Sunday, May 22, 2011

Easy A [2010]

High school girl, Olive, tells her friend a lie about losing her virginity – the lie is overheard – overblown – and suddenly everyone thinks Olive is a slut and ostracized like in The Scarlett Letter. Olive embraces the persona – allows others to “use” her and brag that they slept with her to hide various issues (homosexuality & feeling undesirable) – until this backfires in a huge way.

What I really liked about EASY A was the idea that “it’s none of your fucking business when and if I lose my virginity” – which is something I quite appreciate because there are too many films that revolve around teens losing their virginity and the glorification of it.

I liked Olive’s family, Thomas Hayden Church as the aloof teacher and Emma Stone as Olive.
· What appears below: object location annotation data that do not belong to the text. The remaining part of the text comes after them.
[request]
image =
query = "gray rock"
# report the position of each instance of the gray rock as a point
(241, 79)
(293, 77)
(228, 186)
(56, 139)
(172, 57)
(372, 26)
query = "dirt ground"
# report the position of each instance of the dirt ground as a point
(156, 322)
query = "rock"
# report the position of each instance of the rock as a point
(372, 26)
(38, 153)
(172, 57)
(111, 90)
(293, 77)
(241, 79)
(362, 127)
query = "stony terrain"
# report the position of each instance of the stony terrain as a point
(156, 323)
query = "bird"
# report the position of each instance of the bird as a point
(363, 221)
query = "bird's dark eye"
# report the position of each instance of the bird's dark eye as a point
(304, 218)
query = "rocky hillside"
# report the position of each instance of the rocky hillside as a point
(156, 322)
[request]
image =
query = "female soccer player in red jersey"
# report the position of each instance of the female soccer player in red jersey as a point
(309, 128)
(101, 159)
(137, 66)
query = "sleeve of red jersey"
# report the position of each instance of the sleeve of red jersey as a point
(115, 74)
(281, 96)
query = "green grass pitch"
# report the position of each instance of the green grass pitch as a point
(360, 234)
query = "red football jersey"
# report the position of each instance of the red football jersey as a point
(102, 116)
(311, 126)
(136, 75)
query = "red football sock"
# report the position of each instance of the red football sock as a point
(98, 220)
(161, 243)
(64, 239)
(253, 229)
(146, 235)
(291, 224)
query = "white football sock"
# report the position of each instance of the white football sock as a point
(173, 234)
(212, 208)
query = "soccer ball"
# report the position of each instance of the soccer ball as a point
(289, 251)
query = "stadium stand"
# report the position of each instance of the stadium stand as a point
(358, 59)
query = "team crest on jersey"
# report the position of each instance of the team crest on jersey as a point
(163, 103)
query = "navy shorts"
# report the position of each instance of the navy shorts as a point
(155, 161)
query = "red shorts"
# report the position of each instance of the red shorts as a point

The writing was pretty solid for a teen flick – though it was a bit thin and cliché – it wasn’t bad.






What I didn’t care for was the webcam self-aware narrative aspect – Olive claims that she’s invisible – and writes it off as not being cliché high school girl film – but the entire film even when she was getting all the attention – she was still not listened to and not cared about for herself. It may have been me – but it seemed like almost every time she spoke – she was interrupted or ignored. Even when she embraced her bad girl persona – she found a certain level of self-respect – but no real respect from others.

I didn’t like how some of the characters were razor thin - even Olive was a bit thin. It took her no time to invent the persona and just accept and act the part. I would assume more outrage and denial would’ve gone on in real life before the embrace and full turn into the mega-slut persona.

Also, I know that 80’s romantic comedies and John Hughes films are ingrained in certain people’s hearts – but the references in this film were unnecessary. Yes, an acknowledgement of those films is fine – but you should create your own memorable scene instead of co-opting a famous previously used scene – you may think you can’t do better than what has been done – but you’ll never know unless you try. Just try.





[Guess it showed back up again - - so here you go]

Overall – it sounds like I have more complaints than love for this movie – but I really liked it for what it was. It was cute and fun at times – though it was flawed – I can appreciate it.